The course explored, deliberate and constructed newer questions around what is environment beyond the popular discourse of looking at it as a resource or a commodity and hence something that needs to be saved, protected or preserved, having Humans at the Centre. The centrality of Humans is identified as unethical and has been criticized by environmental philosophers over many decades, urging the need to look at Environment holistically which includes the non-human layer as well. This course hence disassociates from finding the instrumental value or the utilitarian relationship between the man and everything else, be it the (identified) animate nature or the inanimate objects of our everyday life. It rather considers that the human-non-humans are constantly moulding each other through their intimate and affective encounters. It is then that they both own each other rather than one taking over the other.

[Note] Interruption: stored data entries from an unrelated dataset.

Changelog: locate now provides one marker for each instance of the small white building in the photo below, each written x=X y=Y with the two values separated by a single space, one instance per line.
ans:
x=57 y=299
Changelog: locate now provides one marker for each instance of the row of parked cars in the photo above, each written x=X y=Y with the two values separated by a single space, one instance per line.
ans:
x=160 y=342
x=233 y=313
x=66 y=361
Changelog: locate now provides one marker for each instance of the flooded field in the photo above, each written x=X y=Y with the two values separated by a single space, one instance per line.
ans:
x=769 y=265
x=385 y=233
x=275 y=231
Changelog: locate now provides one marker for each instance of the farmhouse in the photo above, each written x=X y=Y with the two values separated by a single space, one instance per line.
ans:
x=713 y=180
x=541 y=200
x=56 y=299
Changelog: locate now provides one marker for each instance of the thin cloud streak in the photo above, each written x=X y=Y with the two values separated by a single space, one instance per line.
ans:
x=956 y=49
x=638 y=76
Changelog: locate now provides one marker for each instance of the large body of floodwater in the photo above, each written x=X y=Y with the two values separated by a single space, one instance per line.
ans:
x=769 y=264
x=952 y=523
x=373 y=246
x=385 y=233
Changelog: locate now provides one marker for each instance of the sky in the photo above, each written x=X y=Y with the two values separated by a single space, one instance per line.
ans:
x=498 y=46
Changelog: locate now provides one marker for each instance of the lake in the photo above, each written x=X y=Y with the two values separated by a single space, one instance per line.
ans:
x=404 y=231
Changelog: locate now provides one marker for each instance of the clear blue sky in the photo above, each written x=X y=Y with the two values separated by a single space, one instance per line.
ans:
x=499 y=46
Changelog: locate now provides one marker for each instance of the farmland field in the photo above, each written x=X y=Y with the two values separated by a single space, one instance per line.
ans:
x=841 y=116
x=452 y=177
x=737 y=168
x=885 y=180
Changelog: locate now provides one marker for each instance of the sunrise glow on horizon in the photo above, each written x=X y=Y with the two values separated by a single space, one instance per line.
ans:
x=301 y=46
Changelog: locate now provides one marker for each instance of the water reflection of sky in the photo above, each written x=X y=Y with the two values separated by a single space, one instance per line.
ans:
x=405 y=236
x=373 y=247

So as to build on these encounters the method used was of walks in and around our individual houses. Starting with a walk having no defined objective but to wander, to then eventually growing to identify subconscious pauses, to further building these pauses as the points of curiosity. Detailed note making of our observations was set as a requisite. Navigating through the moods, feelings and attitude rather than the cognitive layer of thinking, knowing, conscious image making and problem-solving we arrived at the ‘(Object)Being of our interest’. These curiosities around the being were shaped through fearing, craving, strangeness, obstruction, ignorance, admiration, awkwardness, excitedness, calmness, security for each one of us. This exercise opened up the idea of looking

The navigations were then curated by moving through Places. Yi Fu Tuan in his book ‘Space and Place. The perspective of experience’ talks about how space and place are two interrelated entities where place is a pause and space is movement and which is formed of multiple places together. He suggests that these spaces are also formed through the nature of experiences and the built experiential perspective. The individual experiences with the beings over the time transformed curiosity as multiple metaphors of care: fear as triumph, craving as confusion, strangeness as tactility, obstruction as ownership, ignorance as home ,admiration as friendship, awkwardness as dominance, excitedness as temporality, calmness as inhabitation and security as beauty. These metaphors were generated through building anecdotes around the being and its environment.

The overlaps of the individual places and the metaphors across the anecdotes curated the collective ‘Field of care’ drawing. This drawing is neither an abstraction nor real but a bridge between the two, which also attempts to bridge the practices of art and architecture. The drawing talks of the urban complexities, infinite possibilities, multiple associations or encounters built through psychogeography.